建設現場で働いていた京都府に住む70歳から81歳の作業員など4人と、亡くなった元作業員26人の遺族は、長年にわたって建設現場でアスベストを吸い込み、肺がんや中皮腫などになったとして、建材メーカー16社に対して賠償を求めています。
23日の判決で、京都地方裁判所の松山昇平 裁判長は「遅くとも昭和50年にはアスベストの危険性は予見可能だったと認められ、みずからが製造販売した建材の危険性や回避する手段について警告する義務があった」と指摘しました。
そのうえで「市場での製品のシェアがおおむね10%以上だった建材は建設現場で使用されていた可能性が高い」として、5社の責任を認め、あわせて2億2400万円余りを支払うよう命じました。
一方で、解体工だった3人の元作業員について、「建材メーカーは建物の解体に関わる立場になく警告義務を負っていたとはいえない」と指摘するなど、一部の原告の訴えを退けました。
建設現場でのアスベスト被害をめぐっては、元作業員たちによる集団訴訟で、おととし(2021年)5月に最高裁判所が国と建材メーカーの賠償責任を認める判決を出し、国とは各地で和解が進む一方、建材メーカー側とは争いが続いています。
【原告“全員救済されず残念”】
判決のあと、原告が京都市内で会見を開き、受け止めを話しました。
訴えが認められた遺族の北村せつ子さん(79)は、判決のあとの会見で、「30人の被害者全員が勝訴すると確信していた。

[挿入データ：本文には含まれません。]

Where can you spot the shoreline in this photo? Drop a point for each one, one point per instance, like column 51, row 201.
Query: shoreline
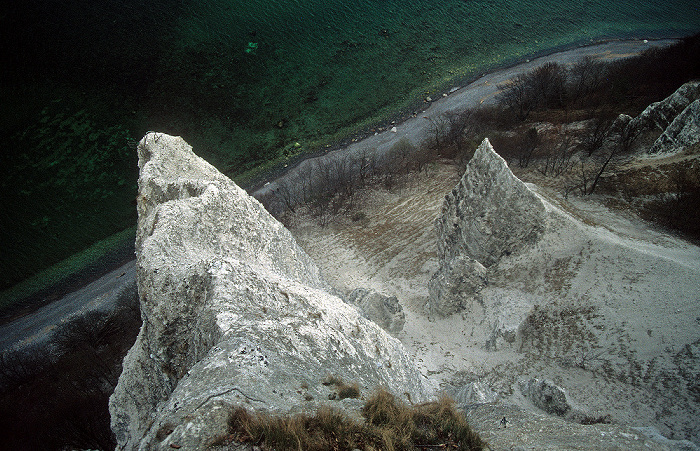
column 382, row 136
column 417, row 107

なぜ全員認められないのか悔しい思いで、不満に感じている」と話しました。
一方、遺族の中村祐之(49)さんは、解体工をしていた父親の被害が認められませんでした。
中村さんは「みな同じ現場で働いてきた仲間であり、訴えを全面的に認めてほしかった。まだこれからも被害者は訴え出てくると思うので、建材メーカーはきちんと責任を認めてほしい」と話していました。
弁護団の村山晃 団長は「判決は、建材メーカーの責任を断罪しており、一定の評価はしなければならない。責任が認められた企業は速やかに救済に応じるように厳しく申し上げたい。一方で、全員が救済されなかったことは残念でならない。救済の道筋を切り開いていくことが我々の責任であり、歩みを止めるわけにはいかない」と話していました。